NHS England publishes 2023/24 priorities and guidance


NHS England (NHSE) published their 2023/24 priorities and operational planning guidance on 23 December 2022. The full guidance is available here. The document outlines key priorities for NHS spending and focus for the year ahead.  

The guidance sets out 30+ objectives for 2023/24, including:

  • Improve A&E waiting times so that no less than 76% of patients are seen within 4 hours by March 2024.
  • Eliminate waits of over 65 weeks for elective care by March 2024 (except where patients choose to wait longer or in specific specialties).
  • Increase the percentage of patients that receive a diagnostic test within six weeks in line with the March 2025 ambition of 95%.
  • Improve access to mental health support for children and young people in line with the national ambition for 345,000 additional individuals aged 0-25 accessing NHS funded services (compared with 2019).
  • Increase the number of adults and older adults accessing IAPT treatment.
  • Recover the dementia diagnosis rate to 66.7%.
  • Ensure 75% of people aged over 14 on GP learning disability registers receive an annual health check and health action plan by March 2024.

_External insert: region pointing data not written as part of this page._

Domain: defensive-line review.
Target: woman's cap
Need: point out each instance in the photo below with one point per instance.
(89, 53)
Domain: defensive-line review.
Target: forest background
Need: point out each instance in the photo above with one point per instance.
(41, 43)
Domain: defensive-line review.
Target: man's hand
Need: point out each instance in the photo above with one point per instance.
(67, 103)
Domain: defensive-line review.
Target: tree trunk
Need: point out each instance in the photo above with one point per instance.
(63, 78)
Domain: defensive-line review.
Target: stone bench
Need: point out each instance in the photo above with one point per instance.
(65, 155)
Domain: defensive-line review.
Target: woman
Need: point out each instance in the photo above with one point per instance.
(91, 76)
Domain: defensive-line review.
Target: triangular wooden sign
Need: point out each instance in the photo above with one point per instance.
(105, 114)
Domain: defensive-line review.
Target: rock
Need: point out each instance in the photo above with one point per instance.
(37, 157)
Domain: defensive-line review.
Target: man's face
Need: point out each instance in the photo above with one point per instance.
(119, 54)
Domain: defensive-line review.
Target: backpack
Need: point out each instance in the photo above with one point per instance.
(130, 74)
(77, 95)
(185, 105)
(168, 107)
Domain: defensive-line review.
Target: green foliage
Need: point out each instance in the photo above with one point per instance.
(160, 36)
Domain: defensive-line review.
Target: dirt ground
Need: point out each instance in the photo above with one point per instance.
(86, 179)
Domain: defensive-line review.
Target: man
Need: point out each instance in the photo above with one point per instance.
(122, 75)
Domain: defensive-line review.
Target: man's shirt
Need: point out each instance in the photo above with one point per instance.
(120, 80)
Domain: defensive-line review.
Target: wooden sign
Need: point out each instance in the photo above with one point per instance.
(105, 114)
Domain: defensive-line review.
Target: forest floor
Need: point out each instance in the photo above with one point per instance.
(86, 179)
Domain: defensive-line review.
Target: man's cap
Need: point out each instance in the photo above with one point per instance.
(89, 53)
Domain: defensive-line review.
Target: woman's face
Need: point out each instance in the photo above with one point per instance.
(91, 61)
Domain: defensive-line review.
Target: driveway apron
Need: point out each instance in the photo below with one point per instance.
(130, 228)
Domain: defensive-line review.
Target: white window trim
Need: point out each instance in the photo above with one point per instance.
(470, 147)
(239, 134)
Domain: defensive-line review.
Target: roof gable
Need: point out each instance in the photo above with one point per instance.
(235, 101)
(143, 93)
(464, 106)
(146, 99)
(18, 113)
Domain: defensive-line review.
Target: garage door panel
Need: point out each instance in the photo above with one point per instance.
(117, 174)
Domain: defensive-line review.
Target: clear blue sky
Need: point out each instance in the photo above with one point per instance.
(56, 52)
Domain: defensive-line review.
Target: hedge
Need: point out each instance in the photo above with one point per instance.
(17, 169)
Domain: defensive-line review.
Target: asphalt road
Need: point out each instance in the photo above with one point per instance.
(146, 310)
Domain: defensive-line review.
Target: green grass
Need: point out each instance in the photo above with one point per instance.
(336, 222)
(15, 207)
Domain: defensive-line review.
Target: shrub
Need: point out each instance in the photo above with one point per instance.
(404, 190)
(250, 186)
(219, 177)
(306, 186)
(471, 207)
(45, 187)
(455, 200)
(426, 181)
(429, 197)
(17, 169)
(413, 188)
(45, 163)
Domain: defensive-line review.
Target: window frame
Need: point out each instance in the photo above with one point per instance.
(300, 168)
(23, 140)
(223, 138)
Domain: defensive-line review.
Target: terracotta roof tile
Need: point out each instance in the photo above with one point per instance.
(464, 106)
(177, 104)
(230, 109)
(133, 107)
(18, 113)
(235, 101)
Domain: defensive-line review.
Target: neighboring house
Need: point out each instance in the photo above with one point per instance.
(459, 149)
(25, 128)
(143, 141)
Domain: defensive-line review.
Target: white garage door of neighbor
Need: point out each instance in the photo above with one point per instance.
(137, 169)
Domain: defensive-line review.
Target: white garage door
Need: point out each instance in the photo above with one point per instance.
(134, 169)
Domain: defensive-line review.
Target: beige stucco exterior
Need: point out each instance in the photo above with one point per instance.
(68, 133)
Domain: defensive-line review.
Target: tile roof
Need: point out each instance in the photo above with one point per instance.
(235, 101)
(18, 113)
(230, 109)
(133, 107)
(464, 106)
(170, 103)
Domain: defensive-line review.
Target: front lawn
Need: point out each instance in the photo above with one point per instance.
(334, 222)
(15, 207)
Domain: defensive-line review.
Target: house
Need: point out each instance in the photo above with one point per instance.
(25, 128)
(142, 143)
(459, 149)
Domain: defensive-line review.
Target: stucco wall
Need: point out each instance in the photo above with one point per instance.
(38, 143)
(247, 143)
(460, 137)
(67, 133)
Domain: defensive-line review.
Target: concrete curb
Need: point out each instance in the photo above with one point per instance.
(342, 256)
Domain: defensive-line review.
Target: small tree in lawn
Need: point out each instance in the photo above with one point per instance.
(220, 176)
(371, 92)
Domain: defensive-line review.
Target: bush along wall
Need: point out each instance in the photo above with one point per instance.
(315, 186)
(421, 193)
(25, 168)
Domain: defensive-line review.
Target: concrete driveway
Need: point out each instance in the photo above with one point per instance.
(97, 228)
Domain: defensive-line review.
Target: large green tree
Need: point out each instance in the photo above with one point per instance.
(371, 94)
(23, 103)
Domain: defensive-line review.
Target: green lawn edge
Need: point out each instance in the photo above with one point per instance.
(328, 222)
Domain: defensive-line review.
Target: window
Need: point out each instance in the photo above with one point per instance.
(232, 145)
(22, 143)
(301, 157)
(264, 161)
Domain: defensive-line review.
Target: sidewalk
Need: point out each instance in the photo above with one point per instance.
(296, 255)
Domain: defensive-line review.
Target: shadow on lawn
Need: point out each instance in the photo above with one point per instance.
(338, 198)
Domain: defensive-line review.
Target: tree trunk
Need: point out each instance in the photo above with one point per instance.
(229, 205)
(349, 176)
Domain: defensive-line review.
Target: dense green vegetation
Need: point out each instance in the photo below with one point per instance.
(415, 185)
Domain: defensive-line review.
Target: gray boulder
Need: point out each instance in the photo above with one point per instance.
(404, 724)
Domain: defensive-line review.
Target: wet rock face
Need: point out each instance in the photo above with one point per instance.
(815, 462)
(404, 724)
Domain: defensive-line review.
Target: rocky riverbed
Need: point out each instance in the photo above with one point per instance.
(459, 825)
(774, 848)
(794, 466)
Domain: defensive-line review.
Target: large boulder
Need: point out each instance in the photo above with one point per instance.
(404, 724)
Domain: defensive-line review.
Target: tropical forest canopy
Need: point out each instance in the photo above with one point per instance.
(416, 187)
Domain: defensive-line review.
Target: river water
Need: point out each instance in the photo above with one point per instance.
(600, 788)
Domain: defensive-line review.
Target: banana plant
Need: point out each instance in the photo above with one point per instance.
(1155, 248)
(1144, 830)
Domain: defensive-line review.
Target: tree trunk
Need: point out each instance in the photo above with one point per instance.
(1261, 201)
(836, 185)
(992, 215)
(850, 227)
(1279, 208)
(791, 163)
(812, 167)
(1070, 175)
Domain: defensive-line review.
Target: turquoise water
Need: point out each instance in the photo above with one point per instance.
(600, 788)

Improving waiting times, access to mental health support

Importantly, the guidance states that the system ought to “deliver a balanced net system financial position for 2023/24”, and meet the 2.2% efficiency target agreed with government and improve levels of productivity.

The annex sets out suggested actions for each objective area, including reviewing workforce needs (and growth plans), purchasing medicines at “the most efficient price point”, reducing outpatient follow-up (a potential key risk for neurology services in particular), and improving the collection and utilisation of data across a number of settings (including mental health, improved automation of activity data collection, and federalised data platform).

Reviewing workforce needs and improving data collection

We particularly welcome plans to reduce waiting times for elective care and increase access to mental health support for adults, children and young people, improved collection and use of data, and reviewing workforce needs.

Concerns: reducing out-patient follow up and representing the neuro community

However, we are concerned that reducing the amount of outpatient follow-up may have an adverse impact on many people with neurological conditions and could mean that they miss out on much needed care. In addition, the potential unintended consequences of targets to cut elective waiting times need to be thoroughly and openly considered. Any plans to address these priorities must be shaped by people and communities, including people with neurological conditions. We will continue to work with and challenge with the NHS to ensure that people affected by neurological conditions are heard and represented.